The Journal of the American Medical Association (JAMA) and the American Journal of Therapeutics (AJT) have both published papers criticizing the way in which the Food and Drug Administration (FDA) approves medical devices. Citing a lack of legitimate safety and effectiveness studies, the papers allege that the FDA is approving medical devices without proper scientific evidence proving that they work and will not harm patients.
Researchers from the University of California, San Francisco, pored over seven years worth of FDA public summaries concerning approved medical devices. Researchers from Beth Israel Deaconess Medical Center in Boston wrote the AJT piece, concluding that the FDA’s safety and effectiveness data for medical devices is inconsistent and unreliable. William Maisel, one of the researchers, indicated that the FDA needs to improve its clinical trial standards for medical devices.

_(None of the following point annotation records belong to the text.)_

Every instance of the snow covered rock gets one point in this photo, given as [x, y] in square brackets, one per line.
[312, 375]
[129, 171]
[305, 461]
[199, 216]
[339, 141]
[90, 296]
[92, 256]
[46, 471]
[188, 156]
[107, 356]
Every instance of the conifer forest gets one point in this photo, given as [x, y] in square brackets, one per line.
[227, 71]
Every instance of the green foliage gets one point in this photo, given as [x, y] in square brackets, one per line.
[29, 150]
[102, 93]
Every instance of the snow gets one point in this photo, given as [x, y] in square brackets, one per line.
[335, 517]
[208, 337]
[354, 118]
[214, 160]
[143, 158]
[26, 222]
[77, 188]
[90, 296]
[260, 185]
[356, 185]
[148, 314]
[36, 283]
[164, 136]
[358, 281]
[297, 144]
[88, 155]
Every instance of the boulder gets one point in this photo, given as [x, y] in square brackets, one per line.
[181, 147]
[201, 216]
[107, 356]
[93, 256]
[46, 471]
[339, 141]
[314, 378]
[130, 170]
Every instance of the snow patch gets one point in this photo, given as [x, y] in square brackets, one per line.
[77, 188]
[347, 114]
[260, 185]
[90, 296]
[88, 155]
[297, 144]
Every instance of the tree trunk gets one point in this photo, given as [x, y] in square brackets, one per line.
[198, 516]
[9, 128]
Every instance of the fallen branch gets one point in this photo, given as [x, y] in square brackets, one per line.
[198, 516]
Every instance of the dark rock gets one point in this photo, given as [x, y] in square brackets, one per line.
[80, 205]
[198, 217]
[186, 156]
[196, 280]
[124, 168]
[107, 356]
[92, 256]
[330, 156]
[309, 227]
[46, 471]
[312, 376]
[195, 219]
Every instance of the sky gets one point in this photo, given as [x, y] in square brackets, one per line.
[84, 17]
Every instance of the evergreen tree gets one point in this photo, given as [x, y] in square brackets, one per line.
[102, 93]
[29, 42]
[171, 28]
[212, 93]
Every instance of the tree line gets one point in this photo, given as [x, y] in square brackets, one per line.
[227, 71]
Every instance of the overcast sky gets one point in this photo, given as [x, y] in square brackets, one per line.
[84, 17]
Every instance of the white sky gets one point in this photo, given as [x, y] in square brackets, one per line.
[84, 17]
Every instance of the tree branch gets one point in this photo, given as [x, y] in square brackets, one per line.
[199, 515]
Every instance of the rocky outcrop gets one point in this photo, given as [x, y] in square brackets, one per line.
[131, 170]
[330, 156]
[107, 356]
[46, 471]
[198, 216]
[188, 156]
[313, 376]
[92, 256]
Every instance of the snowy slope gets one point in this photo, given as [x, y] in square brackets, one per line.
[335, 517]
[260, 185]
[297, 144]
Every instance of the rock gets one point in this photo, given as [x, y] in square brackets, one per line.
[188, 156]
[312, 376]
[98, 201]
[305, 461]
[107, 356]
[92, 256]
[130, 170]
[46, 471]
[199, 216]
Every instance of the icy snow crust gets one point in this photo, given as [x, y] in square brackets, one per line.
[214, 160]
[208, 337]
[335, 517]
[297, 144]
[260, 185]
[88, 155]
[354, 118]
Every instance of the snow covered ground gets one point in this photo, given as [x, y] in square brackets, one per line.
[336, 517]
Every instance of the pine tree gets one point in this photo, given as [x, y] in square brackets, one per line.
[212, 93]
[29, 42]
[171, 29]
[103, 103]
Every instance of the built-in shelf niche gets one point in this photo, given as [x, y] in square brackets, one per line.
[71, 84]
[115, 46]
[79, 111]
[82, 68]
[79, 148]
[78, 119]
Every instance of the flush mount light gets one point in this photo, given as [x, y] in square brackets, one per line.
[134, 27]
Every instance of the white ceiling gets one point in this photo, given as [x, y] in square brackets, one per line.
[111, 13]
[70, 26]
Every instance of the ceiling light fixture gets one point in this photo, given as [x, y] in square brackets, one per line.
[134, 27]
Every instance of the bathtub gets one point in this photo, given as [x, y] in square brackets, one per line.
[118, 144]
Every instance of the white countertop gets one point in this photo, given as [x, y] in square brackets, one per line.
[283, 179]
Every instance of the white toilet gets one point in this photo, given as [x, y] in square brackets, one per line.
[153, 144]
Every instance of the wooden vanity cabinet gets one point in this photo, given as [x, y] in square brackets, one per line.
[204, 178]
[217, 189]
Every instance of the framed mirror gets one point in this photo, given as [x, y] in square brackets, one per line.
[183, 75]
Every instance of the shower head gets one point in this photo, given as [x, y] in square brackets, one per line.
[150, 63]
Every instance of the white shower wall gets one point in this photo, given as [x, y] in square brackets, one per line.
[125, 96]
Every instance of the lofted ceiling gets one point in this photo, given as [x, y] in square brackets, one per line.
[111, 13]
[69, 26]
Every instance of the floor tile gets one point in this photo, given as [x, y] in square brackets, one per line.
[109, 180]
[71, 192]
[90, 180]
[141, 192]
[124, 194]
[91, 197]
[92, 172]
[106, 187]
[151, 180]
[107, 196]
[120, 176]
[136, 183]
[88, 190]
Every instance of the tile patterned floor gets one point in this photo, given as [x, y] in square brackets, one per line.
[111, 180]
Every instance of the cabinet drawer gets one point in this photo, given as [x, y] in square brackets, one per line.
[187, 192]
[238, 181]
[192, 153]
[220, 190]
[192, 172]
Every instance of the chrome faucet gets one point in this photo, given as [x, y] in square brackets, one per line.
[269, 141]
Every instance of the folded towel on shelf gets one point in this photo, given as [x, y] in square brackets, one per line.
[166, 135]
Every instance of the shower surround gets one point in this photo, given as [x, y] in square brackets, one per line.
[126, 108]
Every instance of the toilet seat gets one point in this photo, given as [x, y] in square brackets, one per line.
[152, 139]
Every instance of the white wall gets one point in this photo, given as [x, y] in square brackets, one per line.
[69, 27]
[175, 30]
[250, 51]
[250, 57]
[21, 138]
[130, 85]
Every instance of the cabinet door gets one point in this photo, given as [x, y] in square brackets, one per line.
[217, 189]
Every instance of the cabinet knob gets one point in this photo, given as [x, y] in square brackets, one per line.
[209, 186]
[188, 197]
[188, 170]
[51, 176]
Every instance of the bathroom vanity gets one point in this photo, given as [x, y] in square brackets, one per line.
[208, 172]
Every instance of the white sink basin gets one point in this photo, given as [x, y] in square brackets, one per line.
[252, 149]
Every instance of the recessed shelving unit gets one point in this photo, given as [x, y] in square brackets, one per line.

When drugs are approved, they typically go through a series of studies prior to even being evaluated by the FDA. A medical device, however, can be approved based on the results of a single study which may or may not contain important specifics such as who participated in the study. Critics note that, since a medical device is usually a permanent addition to someone’s body, it deserves even more intense scrutiny than prescription drugs which can be discontinued if found to be harmful. This is especially true with heart devices that are necessary in order to keep a person alive.
Dr. Jeffrey Shuren, acting director of the FDA’s device division and co-author of one of the studies, conceded that the FDA’s process for evaluating medical devices is inadequate. He explained that the FDA is working on creating stronger standards for evaluation and approval but that device manufacturers need to work more closely with them to establish study goals.
Janet Trunzo, an executive vice president of AdvaMed, an advocacy group for the medical device industry, defended the FDA’s current approach to approving medical devices. She expressed that device manufacturers submit extensive data to the FDA who spends 1,200 hours reviewing it all prior to approving a device.
Many approved medical devices have been recalled over the years for safety reasons. The FDA maintains a list of the most serious medical device recalls for which the products in question may cause “serious health problems or death.” There are over 30 devices on the list from 2009 alone. Since 2004, there have been 137 medical devices recalled by the FDA.